Estaba más familiarizada con hombres que se marchaban que con hombres que se quedaban.
—Bueno, pues ya conoces a uno —repuso él rodeándome con el brazo.
—Entre ser granjero y ser contable hay un trecho muy largo —comenté yo.
—¿Y sabes por qué me dedico a esto? —dijo—. Porque nunca superé que mi padre perdiera hasta el último centavo que tenía solo por no saber nada de contabilidad. Nunca se ocupó de llevar los libros al día. Dejó que todo lo que amaba se le escapara entre los dedos porque estaba demasiado atareado ocupándose del día a día de la granja para echar un vistazo a las cuentas. Y después no quedó nada de lo que ocuparse, ni más tierras que cultivar.

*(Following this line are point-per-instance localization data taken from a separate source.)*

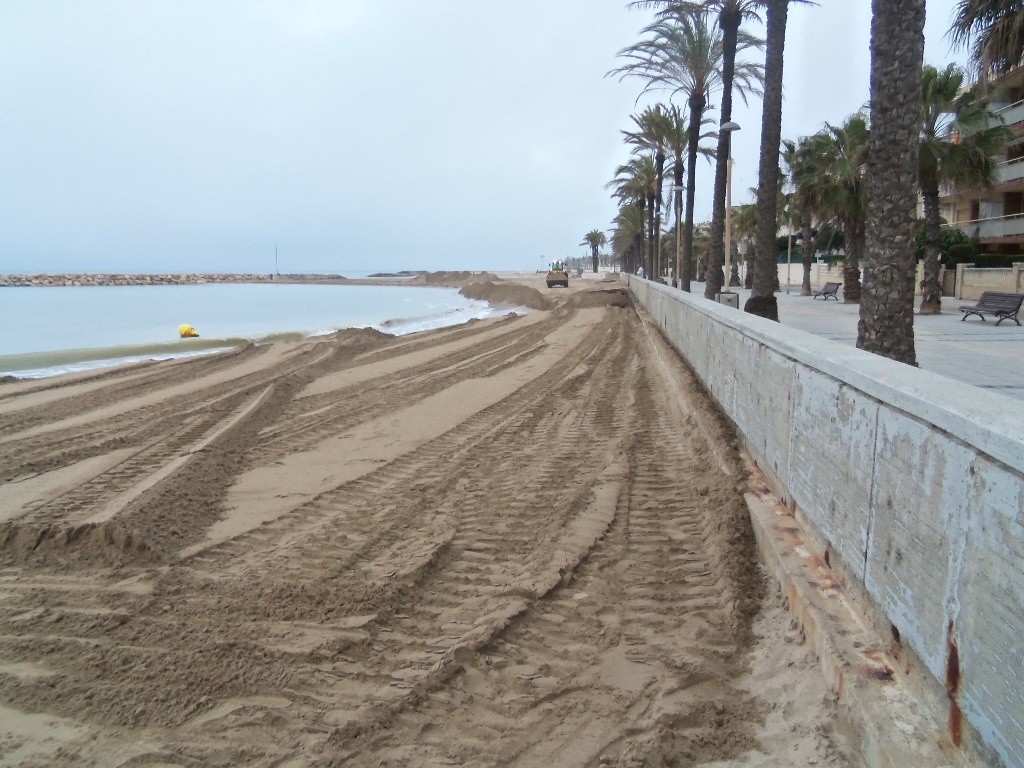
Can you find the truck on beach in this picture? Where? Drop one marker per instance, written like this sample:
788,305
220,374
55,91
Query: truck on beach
558,275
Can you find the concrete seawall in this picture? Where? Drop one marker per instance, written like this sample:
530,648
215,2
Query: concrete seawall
910,484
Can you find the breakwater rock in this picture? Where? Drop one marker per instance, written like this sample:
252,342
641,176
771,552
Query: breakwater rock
23,281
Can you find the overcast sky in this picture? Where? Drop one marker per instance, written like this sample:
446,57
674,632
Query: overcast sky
353,135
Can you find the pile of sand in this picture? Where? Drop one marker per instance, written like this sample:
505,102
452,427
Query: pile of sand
506,294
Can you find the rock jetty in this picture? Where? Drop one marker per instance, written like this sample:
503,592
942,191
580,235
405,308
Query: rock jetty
49,281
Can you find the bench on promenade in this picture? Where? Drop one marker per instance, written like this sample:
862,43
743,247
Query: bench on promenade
1003,305
830,289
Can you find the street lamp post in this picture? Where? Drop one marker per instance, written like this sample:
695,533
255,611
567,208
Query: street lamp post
729,128
677,196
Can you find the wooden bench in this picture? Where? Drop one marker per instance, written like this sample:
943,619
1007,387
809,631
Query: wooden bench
1003,305
830,289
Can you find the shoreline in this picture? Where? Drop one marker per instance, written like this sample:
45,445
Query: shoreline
80,280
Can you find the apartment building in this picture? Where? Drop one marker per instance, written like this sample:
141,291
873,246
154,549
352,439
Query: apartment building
994,218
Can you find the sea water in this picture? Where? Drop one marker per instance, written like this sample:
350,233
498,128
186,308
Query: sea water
47,331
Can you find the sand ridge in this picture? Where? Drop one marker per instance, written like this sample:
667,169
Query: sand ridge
506,543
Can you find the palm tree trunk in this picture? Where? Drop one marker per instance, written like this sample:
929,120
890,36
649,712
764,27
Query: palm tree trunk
762,301
651,239
809,246
677,203
729,23
697,104
659,164
854,248
931,291
886,325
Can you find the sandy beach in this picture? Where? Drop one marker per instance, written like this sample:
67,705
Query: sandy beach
518,542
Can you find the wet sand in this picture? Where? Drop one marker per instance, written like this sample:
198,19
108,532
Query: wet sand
519,542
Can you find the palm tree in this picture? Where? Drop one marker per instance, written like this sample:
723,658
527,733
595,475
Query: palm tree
994,30
730,14
683,53
595,239
637,182
840,157
627,237
652,134
958,137
801,171
762,300
886,325
744,220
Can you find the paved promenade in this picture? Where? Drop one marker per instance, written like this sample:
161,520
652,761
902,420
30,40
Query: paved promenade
975,352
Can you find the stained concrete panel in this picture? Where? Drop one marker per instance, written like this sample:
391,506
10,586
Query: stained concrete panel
832,462
989,604
921,487
764,403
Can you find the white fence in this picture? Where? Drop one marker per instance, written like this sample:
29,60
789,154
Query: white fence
912,483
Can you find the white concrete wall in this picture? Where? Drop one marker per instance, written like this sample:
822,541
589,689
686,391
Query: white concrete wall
914,482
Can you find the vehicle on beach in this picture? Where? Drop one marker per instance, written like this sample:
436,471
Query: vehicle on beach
558,275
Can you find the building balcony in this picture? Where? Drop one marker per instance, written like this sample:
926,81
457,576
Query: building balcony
997,228
1012,114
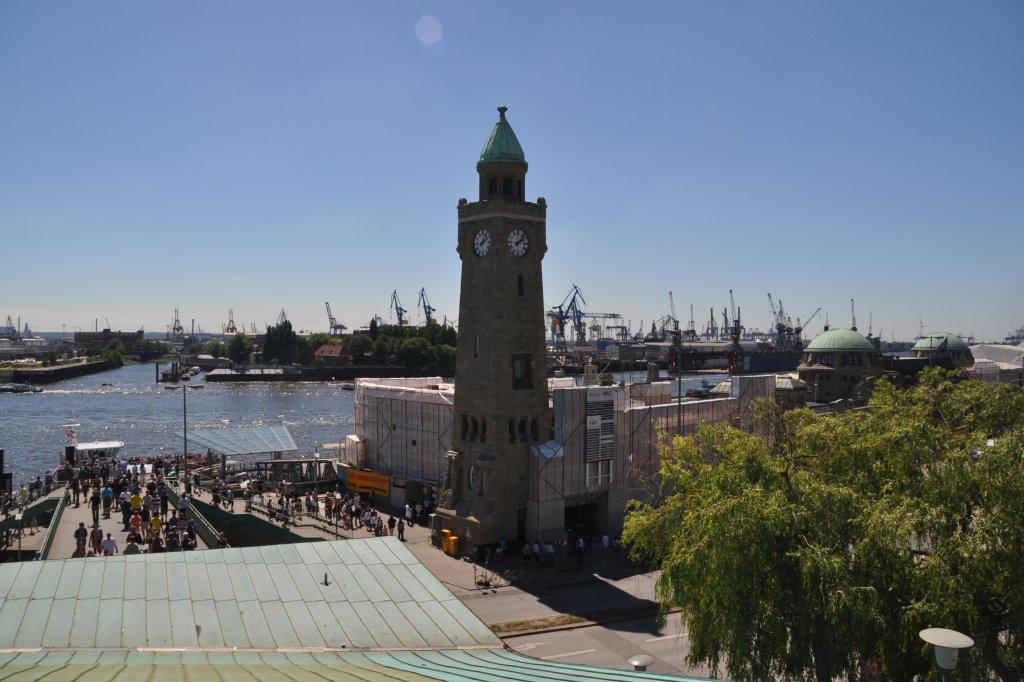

—Así que decidiste ser experto en cuentas —dije.
—Sé que probablemente es la profesión menos atractiva que existe a ojos de la mayoría de la gente. Pero un contable también puede ser un héroe si salva a sus clientes de la ruina económica.
—Eso está muy bien —dije yo, aunque Ava me había transmitido esa misma visión del oficio de contable como algo aburrido y carente de pasión. Y, a decir verdad, yo opinaba lo mismo.
—Supongo que podría decirse que estoy obsesionado —añadió Elliot—. Porque cuando me pongo a mirar las declaraciones de impuestos o los libros de cuentas de una persona, no quiero pasar por alto ni un solo decimal. Soy de los que leen informes anuales por diversión. Siempre a la búsqueda de algo que no cuadre.
Estudié su cara: una cara que nadie miraría dos veces si entraba en una habitación, aunque no fuera vestido con unos Dockers anchos y una simple camisa. En realidad, si te fijabas bien en él, era un hombre bien parecido. Pero no necesitaba que nadie se fijara en él, ni le interesaba ser el foco de atención.
—Ojalá pudiera ser un héroe a tus ojos, Helen —dijo—. O parecerme más al marido de tu amiga Ava, que seguramente puede llevarla a París por San Valentín o construirle una Torre Eiffel en el jardín si a ella le da pereza volar hasta allí. Tal vez algún día te conformes con que sea un hombre honrado que te quiere con todo su corazón.
—No te estaba comparando con Swift —respondí, aunque no era cierto.
—Pero yo sí —dijo—. Y soy consciente de que a ojos de personas como esas dos tengo muchos defectos.
Hubo algo en su manera de decir «esas dos» que hizo que me pusiera en guardia. Debería hacerle dicho que se equivocaba, que Swift y Ava decían que parecía un tipo estupendo y que estaban deseando conocerlo. Pero Elliot tenía razón. Solo podía hablarle de mi experiencia con ellos.
—Swift y Ava se han portado muy bien conmigo. Les debo mucho.
—Solo espero que no intenten cobrarse esa deuda en algún momento —comentó él.